A Creature of the Night: An Italian Enigma
the chamber; gold and silver and crystal shone in the mellow light of the myriad tapers, and the whole appearance of this sensuous banquet was like those of former ages presided over by Can Grande or splendour-loving Cæsar Borgia. I thought I was in dreamland, the more so when I saw the bizarre costumes worn by the two occupants of the room.

One was the lady I had followed from the graveyard, who, having thrown off her heavy cloak, now appeared in a white silk dress of antique cut, richly embroidered with gold. Round her slender neck she wore an old-fashioned necklace of superb rubies, set in silver, which flashed forth crimson flame with every heave of her snowy bosom, while strings of soft-shining pearls were twisted in her magnificent red hair; an Eastern girdle of gold fretwork encircled her waist, and broad gold bracelets radiant with gems clasped her milk-white arms. The profusion of jewels she wore scintillated, with her every motion, throwing out sparks of many-coloured fire, and she looked like one of those proud dames of Venice who smile so haughtily in the pictures of Titian. But her face! Oh, heavens! what a beautiful, cruel, relentless face!--the tigerish look in the splendid eyes, the wicked laugh of the full red lips! Was she truly a woman, or some fiend sent upon earth to lure men to hell by the fascination of her evil beauty?
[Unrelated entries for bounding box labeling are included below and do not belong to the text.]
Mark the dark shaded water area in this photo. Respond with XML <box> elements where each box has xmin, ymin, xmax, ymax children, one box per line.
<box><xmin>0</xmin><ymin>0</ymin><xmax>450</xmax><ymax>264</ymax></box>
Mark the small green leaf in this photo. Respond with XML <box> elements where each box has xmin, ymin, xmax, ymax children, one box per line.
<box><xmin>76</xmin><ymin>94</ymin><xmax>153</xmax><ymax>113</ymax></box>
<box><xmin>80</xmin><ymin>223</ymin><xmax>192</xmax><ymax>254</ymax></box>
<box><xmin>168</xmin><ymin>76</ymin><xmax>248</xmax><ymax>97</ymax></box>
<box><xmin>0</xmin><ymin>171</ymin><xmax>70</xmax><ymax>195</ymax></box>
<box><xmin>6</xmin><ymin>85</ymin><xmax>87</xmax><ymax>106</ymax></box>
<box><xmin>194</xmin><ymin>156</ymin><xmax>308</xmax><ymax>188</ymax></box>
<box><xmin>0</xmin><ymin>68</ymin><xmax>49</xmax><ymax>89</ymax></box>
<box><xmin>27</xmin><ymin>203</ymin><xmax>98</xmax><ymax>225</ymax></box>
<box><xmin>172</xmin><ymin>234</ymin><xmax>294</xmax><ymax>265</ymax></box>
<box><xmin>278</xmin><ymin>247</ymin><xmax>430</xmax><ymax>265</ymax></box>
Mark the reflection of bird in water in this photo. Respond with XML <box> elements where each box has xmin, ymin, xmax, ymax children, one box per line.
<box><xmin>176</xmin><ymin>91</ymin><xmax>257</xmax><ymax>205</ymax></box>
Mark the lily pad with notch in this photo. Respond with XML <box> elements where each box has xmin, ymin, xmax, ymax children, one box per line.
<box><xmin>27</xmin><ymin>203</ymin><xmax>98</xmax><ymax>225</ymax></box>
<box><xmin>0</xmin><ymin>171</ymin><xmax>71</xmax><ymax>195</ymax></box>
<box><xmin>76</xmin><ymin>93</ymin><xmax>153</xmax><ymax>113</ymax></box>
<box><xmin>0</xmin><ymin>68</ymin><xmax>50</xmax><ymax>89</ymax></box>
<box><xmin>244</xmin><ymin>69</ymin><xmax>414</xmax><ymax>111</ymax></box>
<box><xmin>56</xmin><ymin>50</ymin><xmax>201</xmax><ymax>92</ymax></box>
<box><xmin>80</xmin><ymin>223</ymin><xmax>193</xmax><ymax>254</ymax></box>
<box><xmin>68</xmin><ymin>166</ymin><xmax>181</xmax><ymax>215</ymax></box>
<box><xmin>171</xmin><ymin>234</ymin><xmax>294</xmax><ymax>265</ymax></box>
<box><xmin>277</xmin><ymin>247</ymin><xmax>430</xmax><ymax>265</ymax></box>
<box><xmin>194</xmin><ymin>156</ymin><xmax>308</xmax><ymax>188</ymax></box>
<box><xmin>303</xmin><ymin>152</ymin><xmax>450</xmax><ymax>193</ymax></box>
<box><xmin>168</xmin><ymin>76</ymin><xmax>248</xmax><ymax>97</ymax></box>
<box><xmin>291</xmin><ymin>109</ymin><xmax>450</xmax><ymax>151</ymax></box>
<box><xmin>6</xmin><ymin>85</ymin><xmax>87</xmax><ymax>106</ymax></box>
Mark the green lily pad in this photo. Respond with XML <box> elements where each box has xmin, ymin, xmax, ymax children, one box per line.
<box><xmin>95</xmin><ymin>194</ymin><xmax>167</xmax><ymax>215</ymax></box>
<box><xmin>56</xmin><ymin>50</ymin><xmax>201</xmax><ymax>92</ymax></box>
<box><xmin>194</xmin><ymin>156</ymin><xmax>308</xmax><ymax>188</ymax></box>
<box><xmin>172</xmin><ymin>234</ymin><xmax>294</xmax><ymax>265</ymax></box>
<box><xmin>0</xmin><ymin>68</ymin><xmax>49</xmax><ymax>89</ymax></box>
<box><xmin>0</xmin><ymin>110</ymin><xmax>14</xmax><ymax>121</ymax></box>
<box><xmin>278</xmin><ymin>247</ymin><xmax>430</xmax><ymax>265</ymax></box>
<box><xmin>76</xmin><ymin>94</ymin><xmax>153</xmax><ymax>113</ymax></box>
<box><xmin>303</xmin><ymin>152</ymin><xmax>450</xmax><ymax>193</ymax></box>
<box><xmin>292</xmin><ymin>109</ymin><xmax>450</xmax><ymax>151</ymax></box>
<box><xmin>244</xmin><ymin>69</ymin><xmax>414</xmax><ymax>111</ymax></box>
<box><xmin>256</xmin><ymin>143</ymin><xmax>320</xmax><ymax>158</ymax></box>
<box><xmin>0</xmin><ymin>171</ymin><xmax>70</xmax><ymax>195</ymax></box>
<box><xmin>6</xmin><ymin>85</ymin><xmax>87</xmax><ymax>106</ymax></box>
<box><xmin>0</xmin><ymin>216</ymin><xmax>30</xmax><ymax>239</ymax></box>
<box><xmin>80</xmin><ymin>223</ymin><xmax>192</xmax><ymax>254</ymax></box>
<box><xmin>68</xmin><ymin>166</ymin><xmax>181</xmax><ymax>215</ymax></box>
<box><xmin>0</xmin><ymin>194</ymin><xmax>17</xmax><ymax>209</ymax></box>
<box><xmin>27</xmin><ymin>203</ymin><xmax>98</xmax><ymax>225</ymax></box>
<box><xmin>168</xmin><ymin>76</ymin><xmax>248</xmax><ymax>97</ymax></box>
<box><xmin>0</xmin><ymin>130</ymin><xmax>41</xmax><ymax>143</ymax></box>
If the woman was curiously dressed for modern days, her companion, a handsome young man of seven-and-twenty was still more so, as he wore a doublet of pale-blue velvet slashed with white satin and diapered with gold embroidery; a small ruff round his neck; high riding-boots of black leather, reaching to the thigh, with gilt spurs; and a short mantle of azure silk, which drooped gracefully from his shoulders. He had no rapier, but at his girdle hung a small poniard, the handle of which was thickly encrusted with gems, and on the velvet-covered chair beside him lay a large cloak and a small mask of black velvet. I rubbed my eyes and pinched myself to see if I were really awake, for the whole fantastic scene looked like one of those which had doubtless taken place at Verona in the opulent days of her splendour.
"I am mad, asleep, or intoxicated," I thought, as I looked at this Boccaccian feast, at these Boccaccian lovers. "What does it mean? This must be the phantom of Lucrezia Borgia, who has risen from the tomb to meet one of her dead lovers and renew for a time the joys of the past. Oh! I am mad or asleep. I will wake up and find this is all a dream--some fantasy of the brain created by the delirium of fever!"